Society | Jan 08

Curtains can also be solar panels: Japan-made tech to change world

As countries shift away from fossil fuels, companies are focusing on developing and improving technologies for cleaner fuels.

One such company is Toshiba, which is developing and improving on the perovskite photovoltaic cells created by a Japanese scientist in 2009.

A perovskite solar cell harvests sunlight and is thin and transparent enough to coat machines and objects such as electric vehicles, vending machines, smartphones, clothes and curtains. This new solar cell could replace the existing crystalline silicon cells that dominate today's photovoltaic market.

Over the past decade, Toshiba has managed to increase the power conversion efficiency of its perovskite solar cells to 14.1%, the highest in the world. This compares just over 20% for conventional solar panels.

If perovskite solar cells become cheaper, they could be a vital technology for a carbon-neutral economy. "We could be able to install solar cells anywhere," said Kenji Todori, a senior expert at Toshiba.

A team of researchers at Stanford University said that if the manufacturing process of perovskite cells can be fine-tuned further, the average price of electricity generated this way could be dragged down to roughly 2 cents per kilowatt-hour. If this comes true, perovskite cells would be one of the cheapest sources of renewable energy.

But the creator of the perovskite cells, Tsutomu Miyasaka, professor at Toin University of Yokohama and a Nobel Prize in chemistry candidate, is not optimistic about the future of Japanese research in this field.

"In China, there are at least 10,000 researchers specializing in this technology, more than 10 times the number in Japan," he said. Despite being in the lead decades ago in the development of solar energy, Japanese manufacturers have now lost out to foreign rivals.

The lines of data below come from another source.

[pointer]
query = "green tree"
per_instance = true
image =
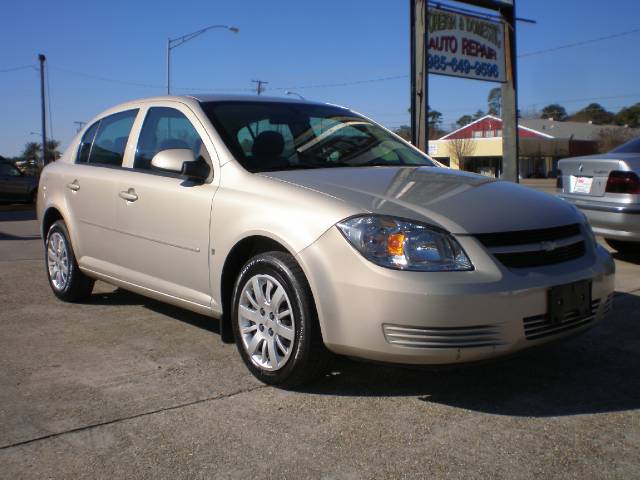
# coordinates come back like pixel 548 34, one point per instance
pixel 629 116
pixel 494 101
pixel 554 111
pixel 464 120
pixel 434 119
pixel 478 114
pixel 595 113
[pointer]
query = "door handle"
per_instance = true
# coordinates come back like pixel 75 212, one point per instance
pixel 73 186
pixel 130 195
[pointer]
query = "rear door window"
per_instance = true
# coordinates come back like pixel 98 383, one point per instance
pixel 111 138
pixel 86 143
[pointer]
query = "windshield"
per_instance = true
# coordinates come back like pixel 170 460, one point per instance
pixel 630 147
pixel 268 136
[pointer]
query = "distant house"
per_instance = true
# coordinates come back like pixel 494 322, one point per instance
pixel 542 143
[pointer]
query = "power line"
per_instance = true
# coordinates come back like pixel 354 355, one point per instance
pixel 343 84
pixel 260 86
pixel 23 67
pixel 579 44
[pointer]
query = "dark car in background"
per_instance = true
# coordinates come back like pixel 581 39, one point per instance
pixel 606 187
pixel 15 186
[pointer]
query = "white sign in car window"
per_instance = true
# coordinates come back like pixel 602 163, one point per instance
pixel 465 46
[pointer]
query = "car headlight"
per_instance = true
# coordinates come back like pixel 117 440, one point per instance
pixel 404 245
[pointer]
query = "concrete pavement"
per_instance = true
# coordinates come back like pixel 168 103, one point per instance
pixel 125 387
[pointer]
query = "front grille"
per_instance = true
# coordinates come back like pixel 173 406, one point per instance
pixel 539 326
pixel 442 337
pixel 537 258
pixel 522 237
pixel 535 248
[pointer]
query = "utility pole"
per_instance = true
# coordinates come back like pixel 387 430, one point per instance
pixel 43 59
pixel 510 138
pixel 260 86
pixel 176 42
pixel 419 76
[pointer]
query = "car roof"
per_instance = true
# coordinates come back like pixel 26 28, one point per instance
pixel 214 97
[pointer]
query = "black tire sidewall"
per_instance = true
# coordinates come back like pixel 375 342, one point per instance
pixel 61 228
pixel 272 264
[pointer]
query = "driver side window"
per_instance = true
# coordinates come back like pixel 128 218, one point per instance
pixel 166 128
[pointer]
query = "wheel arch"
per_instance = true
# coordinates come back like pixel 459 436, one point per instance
pixel 51 215
pixel 239 254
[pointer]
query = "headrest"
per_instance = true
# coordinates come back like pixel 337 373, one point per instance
pixel 268 144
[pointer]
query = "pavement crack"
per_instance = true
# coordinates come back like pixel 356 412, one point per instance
pixel 132 417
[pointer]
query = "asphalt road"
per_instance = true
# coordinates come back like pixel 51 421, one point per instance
pixel 125 387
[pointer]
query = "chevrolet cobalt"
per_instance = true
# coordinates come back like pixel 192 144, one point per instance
pixel 309 230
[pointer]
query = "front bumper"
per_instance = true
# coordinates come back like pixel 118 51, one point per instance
pixel 611 220
pixel 387 315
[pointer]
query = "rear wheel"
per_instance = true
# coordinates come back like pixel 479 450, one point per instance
pixel 629 248
pixel 65 278
pixel 275 324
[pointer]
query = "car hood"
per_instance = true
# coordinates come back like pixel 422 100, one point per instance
pixel 460 202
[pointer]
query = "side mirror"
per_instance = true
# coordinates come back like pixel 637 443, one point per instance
pixel 172 160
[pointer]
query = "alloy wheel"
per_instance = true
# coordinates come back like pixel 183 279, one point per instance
pixel 266 321
pixel 58 261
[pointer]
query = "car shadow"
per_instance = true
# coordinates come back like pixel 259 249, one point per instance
pixel 627 257
pixel 122 297
pixel 591 373
pixel 18 215
pixel 9 236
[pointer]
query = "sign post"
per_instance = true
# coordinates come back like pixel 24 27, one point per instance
pixel 460 43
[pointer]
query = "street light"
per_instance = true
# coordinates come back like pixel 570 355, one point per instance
pixel 176 42
pixel 289 92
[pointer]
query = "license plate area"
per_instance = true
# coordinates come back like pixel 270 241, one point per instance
pixel 581 184
pixel 572 298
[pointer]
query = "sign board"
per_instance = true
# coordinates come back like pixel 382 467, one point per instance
pixel 493 4
pixel 465 46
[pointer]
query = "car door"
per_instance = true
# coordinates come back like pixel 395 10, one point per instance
pixel 91 194
pixel 162 218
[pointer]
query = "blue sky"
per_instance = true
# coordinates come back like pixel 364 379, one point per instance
pixel 290 44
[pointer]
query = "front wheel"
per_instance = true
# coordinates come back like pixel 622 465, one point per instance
pixel 626 248
pixel 275 324
pixel 65 278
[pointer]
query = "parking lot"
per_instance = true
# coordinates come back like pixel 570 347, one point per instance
pixel 123 386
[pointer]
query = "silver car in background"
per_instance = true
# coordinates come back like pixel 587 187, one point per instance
pixel 606 188
pixel 308 229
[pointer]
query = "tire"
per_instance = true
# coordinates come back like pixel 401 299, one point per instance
pixel 276 330
pixel 627 248
pixel 65 278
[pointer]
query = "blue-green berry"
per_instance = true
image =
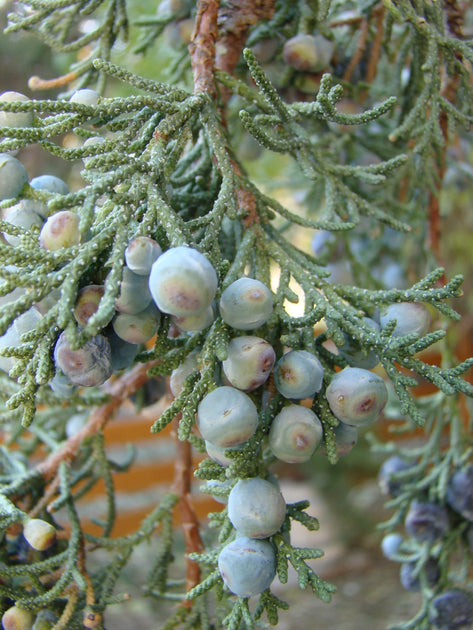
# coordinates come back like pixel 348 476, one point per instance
pixel 356 396
pixel 452 610
pixel 249 362
pixel 459 494
pixel 295 434
pixel 137 328
pixel 227 417
pixel 141 253
pixel 182 282
pixel 411 317
pixel 87 366
pixel 247 566
pixel 85 96
pixel 256 508
pixel 246 304
pixel 12 119
pixel 298 374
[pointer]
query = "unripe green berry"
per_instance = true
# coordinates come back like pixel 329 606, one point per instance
pixel 249 362
pixel 39 534
pixel 256 508
pixel 356 396
pixel 227 417
pixel 60 230
pixel 194 323
pixel 12 119
pixel 141 253
pixel 295 434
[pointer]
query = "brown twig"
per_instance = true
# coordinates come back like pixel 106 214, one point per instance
pixel 190 523
pixel 119 391
pixel 359 51
pixel 454 20
pixel 234 21
pixel 36 83
pixel 202 46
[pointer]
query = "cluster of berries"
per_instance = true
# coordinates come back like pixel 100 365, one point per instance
pixel 428 524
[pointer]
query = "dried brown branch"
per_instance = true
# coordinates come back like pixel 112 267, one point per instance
pixel 119 391
pixel 36 83
pixel 202 46
pixel 234 20
pixel 182 486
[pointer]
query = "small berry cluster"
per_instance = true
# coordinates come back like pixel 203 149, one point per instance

But Japan has now another focus -- tidal power. As an island, this is a plentiful source of energy for Japan. At the Goto Islands in the west of the country, where currents are fast and powerful, the Ministry of Environment and renewable energy producer Kyuden Mirai Energy are piloting Japan's first tidal power generation system.

A turbine to generate electricity from tides.

Tides are predictable, unlike wind and sunlight, so they can be "trusted to keep producing stable amounts of electricity without being affected by weather conditions," said Masakatsu Terasaki, an executive at Kyuden Mirai Energy. It is estimated that Japan can generate energy, from tides, equivalent to the amount that 20 nuclear reactors can produce.